ミレニアはただでさえ思慮が浅い所へ加え、焦っているのだ。晴れ舞台となるはずだった初陣で失態を演じ、嫌悪しているオーダーに救われる形となった。このまま本拠地に帰還したとあっては国防軍復権の象徴、フェアリー・フォースとして名折れもいいところである。
「なお、本ミッションに対してオーダーの介入は一切許可しません。ハルマッタンとの通信も全て機密回線にて行います…我々が本艦を誘導するまで、そこで大人しくしていなさい」
つまるところ、彼女は実績という手土産を欲しているのだ。あわよくば基地指令に恩を売り、この活躍を大々的に取り沙汰してもらえる。そんな青写真も描いているのかもしれない。
「あ、あの……」
新たにウィンドウがワイプし、ツバサが会話に加わる。
「万が一に備えて、ちゃんとした装備で臨みますので、皆さんご心配はなさらないでください。
何事もなく救助対象の方々を保護できればいいなって、思ってますけど……」
ミレニアも彼女もT-スキンに着替えていた。すでに出撃の準備が整っているということになる。

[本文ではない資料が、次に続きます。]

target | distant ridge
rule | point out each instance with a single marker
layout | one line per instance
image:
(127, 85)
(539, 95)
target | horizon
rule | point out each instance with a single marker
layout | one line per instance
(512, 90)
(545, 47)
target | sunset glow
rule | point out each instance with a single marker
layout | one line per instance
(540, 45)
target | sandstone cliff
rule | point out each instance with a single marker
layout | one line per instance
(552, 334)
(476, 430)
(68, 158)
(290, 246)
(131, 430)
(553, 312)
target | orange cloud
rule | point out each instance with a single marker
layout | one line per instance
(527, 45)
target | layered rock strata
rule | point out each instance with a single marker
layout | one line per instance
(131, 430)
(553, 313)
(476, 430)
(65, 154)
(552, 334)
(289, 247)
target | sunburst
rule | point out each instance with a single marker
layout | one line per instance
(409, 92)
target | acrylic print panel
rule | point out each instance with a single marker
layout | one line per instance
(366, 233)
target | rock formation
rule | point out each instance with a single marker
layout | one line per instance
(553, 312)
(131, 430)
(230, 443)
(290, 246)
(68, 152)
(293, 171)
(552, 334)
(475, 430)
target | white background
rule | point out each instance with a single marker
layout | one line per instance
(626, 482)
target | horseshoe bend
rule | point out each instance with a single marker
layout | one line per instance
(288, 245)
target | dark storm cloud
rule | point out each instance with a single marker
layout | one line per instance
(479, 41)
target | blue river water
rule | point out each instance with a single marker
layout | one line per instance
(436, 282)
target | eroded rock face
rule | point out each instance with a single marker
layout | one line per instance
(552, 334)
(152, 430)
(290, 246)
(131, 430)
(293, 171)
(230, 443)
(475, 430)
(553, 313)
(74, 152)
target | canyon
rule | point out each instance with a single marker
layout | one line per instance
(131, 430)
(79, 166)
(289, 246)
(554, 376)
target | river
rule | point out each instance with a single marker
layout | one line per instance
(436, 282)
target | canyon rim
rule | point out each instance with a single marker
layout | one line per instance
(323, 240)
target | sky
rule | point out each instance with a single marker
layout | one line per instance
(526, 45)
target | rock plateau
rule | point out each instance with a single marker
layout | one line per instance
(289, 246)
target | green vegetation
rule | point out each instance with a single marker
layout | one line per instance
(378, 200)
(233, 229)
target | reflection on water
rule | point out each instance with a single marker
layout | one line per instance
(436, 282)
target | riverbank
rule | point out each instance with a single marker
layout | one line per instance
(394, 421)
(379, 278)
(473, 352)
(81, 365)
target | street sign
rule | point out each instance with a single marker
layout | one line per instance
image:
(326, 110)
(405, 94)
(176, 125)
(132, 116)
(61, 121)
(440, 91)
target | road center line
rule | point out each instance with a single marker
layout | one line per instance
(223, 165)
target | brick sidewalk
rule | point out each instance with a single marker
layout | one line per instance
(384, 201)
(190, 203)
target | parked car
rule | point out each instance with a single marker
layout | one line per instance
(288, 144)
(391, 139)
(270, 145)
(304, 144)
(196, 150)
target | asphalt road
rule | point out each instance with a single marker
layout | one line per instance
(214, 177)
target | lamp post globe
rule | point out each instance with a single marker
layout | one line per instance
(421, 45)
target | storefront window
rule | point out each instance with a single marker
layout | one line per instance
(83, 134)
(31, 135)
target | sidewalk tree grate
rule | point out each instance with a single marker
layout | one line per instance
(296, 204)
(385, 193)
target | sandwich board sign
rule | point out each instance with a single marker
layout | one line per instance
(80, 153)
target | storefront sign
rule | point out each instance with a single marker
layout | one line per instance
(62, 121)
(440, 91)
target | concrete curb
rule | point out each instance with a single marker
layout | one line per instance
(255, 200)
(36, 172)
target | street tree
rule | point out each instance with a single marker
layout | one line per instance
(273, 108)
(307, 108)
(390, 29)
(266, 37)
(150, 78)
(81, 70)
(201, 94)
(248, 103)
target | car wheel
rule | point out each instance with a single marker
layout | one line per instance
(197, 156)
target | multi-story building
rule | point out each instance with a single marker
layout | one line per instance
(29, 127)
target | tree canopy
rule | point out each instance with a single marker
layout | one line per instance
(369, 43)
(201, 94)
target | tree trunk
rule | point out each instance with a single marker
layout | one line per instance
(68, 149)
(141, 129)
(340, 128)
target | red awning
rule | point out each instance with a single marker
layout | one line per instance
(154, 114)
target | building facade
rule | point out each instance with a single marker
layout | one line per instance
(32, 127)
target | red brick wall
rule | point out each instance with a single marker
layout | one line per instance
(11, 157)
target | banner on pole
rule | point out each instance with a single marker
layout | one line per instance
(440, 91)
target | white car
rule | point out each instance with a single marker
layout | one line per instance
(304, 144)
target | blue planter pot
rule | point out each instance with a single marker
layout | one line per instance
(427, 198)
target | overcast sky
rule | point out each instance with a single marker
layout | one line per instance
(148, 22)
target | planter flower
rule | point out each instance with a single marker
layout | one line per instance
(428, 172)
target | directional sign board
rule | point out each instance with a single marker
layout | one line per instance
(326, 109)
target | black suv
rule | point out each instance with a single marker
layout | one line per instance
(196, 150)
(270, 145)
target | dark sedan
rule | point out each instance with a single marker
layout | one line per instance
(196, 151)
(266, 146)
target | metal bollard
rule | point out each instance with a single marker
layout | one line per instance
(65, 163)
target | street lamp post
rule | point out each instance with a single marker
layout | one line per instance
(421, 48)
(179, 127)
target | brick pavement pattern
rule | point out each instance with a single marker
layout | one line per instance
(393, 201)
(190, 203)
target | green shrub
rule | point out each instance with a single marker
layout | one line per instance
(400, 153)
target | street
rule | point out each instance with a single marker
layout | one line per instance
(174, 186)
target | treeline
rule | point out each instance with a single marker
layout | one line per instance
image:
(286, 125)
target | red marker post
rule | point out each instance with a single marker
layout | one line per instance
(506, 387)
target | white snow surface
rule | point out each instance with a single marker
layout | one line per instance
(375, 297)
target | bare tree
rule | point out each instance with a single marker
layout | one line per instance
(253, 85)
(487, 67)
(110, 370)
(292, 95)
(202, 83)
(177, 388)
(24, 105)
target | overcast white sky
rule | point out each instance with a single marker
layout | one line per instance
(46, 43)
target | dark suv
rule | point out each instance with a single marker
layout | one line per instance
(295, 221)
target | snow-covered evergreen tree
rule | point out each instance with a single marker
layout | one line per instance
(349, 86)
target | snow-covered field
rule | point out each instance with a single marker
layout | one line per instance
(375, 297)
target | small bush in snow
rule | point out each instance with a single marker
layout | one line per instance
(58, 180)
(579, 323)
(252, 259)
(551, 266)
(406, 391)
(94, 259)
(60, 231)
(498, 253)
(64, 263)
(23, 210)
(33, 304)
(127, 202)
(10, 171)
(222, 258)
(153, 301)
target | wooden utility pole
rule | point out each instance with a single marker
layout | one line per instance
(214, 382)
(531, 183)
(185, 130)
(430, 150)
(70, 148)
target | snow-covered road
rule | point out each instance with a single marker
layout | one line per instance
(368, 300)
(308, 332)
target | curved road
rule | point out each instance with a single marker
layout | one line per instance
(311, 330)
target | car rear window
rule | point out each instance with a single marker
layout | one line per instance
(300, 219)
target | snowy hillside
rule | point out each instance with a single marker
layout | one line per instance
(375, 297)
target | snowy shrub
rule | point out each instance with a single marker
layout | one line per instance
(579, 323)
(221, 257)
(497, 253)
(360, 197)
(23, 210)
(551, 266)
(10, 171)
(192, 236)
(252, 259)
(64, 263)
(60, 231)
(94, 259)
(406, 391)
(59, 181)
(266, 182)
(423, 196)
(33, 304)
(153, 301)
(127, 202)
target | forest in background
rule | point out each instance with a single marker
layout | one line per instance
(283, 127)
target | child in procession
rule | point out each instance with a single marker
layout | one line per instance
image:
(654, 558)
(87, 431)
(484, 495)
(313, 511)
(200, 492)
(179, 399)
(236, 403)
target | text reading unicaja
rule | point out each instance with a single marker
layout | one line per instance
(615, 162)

ツバサはどうやら嫌な予感を覚えているらしかったが、口にしている言葉は紛れもなく本心なのだろう。善意は美徳であると同時に危うくもあるということか、ミックの評した「戦いに向いていない」という人物表は実際に的を射ていた。
「ね、ねぇお嬢…ほんとに行くの…?」
アニーシャの声だ。明らかに気の進まない様子が伺える。
「ならあなたは、有りもしないリスクに怯えて基地指令をむざむざ見捨てて帰るというの? 救難信号は暗号化パターンまで含めて間違いなくハルマッタンのもの。何を不安がることがあるの?」
「そ、それはそうだけどさぁ…」
「…フェアリー・フォースは共和国の救世主になる部隊よ。怯えや戸惑いは恥と知りなさい、アニーシャ」
ミックが制止の声をかけても、もはや聞き入れる耳は持たないだろう。
無能極まりない指揮官に率いられた少女らは、どのみちそう遠くない未来、オーダーの預かり知らぬ場所でひっそりと全滅の運命を辿るだろう。
ここで見捨てたところで、さしたる影響はないのかもしれない。